How the University Spun It
The University of Michigan’s public-facing writeup titled their coverage “Thoughts don’t kill people, but study suggests options for keeping guns from doing so” — emphasizing red flag laws, waiting periods, background checks, and Hicks’ comment that even a small proportion acting on such thoughts could produce large numbers of firearm injuries.
The paper asks a vague question, the methods flatten the answer, the tables upscale the result, and the university’s media release frames it all as policy urgency.
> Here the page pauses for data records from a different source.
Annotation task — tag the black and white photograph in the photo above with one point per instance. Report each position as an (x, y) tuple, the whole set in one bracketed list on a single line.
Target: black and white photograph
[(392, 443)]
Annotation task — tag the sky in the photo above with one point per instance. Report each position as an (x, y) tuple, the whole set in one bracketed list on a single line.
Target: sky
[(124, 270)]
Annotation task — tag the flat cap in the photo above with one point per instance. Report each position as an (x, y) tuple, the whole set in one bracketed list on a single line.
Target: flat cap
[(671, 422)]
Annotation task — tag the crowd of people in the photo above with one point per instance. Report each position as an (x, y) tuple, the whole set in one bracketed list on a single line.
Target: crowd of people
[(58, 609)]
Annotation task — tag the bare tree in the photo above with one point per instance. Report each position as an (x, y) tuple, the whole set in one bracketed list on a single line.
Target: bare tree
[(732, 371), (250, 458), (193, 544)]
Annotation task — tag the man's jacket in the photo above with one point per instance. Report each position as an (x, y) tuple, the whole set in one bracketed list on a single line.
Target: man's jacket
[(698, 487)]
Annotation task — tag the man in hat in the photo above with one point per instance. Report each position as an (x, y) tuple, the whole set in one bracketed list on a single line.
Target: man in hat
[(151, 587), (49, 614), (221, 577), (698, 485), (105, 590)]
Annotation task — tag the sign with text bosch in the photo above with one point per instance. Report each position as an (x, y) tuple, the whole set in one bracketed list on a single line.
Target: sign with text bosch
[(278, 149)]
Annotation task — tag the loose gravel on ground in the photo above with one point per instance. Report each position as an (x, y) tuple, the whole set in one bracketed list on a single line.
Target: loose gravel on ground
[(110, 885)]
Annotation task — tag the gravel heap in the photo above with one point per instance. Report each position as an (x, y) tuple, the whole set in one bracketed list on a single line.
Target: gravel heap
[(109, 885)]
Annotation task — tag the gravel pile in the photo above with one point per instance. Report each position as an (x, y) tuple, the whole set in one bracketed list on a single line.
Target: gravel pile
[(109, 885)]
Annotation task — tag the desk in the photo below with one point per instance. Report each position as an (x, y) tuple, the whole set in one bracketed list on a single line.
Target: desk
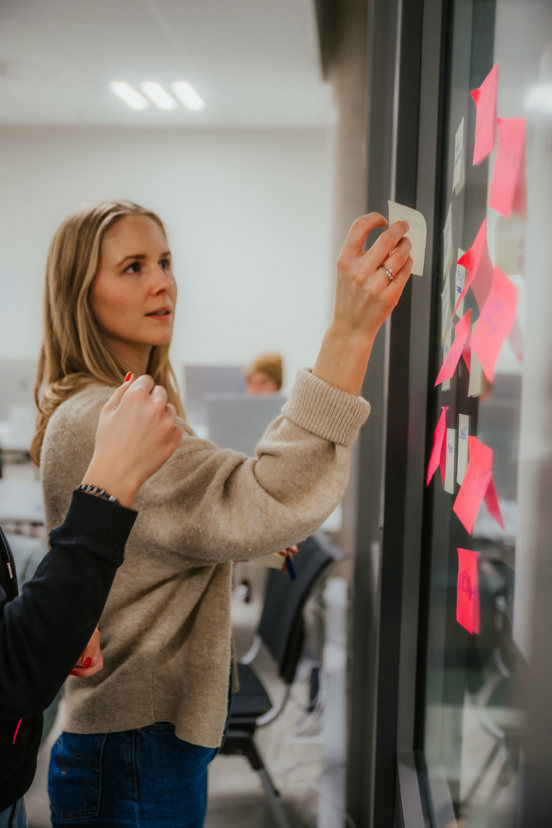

Once a figure like “millions of Americans” enters a news cycle, it’s rarely followed by the reminder that the estimate rests on a small number of respondents, broad wording, and very low response rates. The caveat travels coach. The headline flies private.
The Data Is Locked Until 2028
According to the study’s data-sharing statement, deidentified participant data won’t be available through the National Data Archive until August 1, 2028. The public gets the headlines now. The broader research community gets a shot at the underlying data later — much later. Public narrative on the front end, independent scrutiny on the installment plan.
What a Better Study Would Have Done
A stronger study would have started with construct development — clearly distinguishing intrusive thoughts, anger-related rumination, retaliatory fantasy, and genuine violent intent — rather than jumping straight to prevalence estimation. It would not have collapsed an ordinal response scale into a yes-or-no without justification. The Standards for Educational and Psychological Testing are explicit about that burden.
If the goal was risk identification, the study would have needed a prospective design — following respondents over time and evaluating the measure against verified outcomes. That’s where predictive validity actually lives, not in the intuitive force of a survey item.
On sampling, AAPOR’s guidance is clear that response rates are a starting point, not a quality certificate. A stronger paper would have examined auxiliary data, compared respondents with external benchmarks, and been honest about what weighting can and cannot fix.
When the Conclusion Shows Up First
The data is real. The methods are standard. The publication is legitimate.
But science is not just about what you measure — it’s about how you define it, how you interpret it, and how far you extend those interpretations. When a study begins with a vague construct, relies on subjective self-report, compresses nuance into binary categories, and reaches toward policy relevance, it stops feeling like discovery and starts feeling like confirmation.
When confirmation becomes predictable — when every study arrives at the same destination regardless of the starting point — it’s worth asking whether the research is exploring reality or reinforcing a story that was already written.
Because at some point, “peer-reviewed” starts to feel a lot like “pre-aligned.”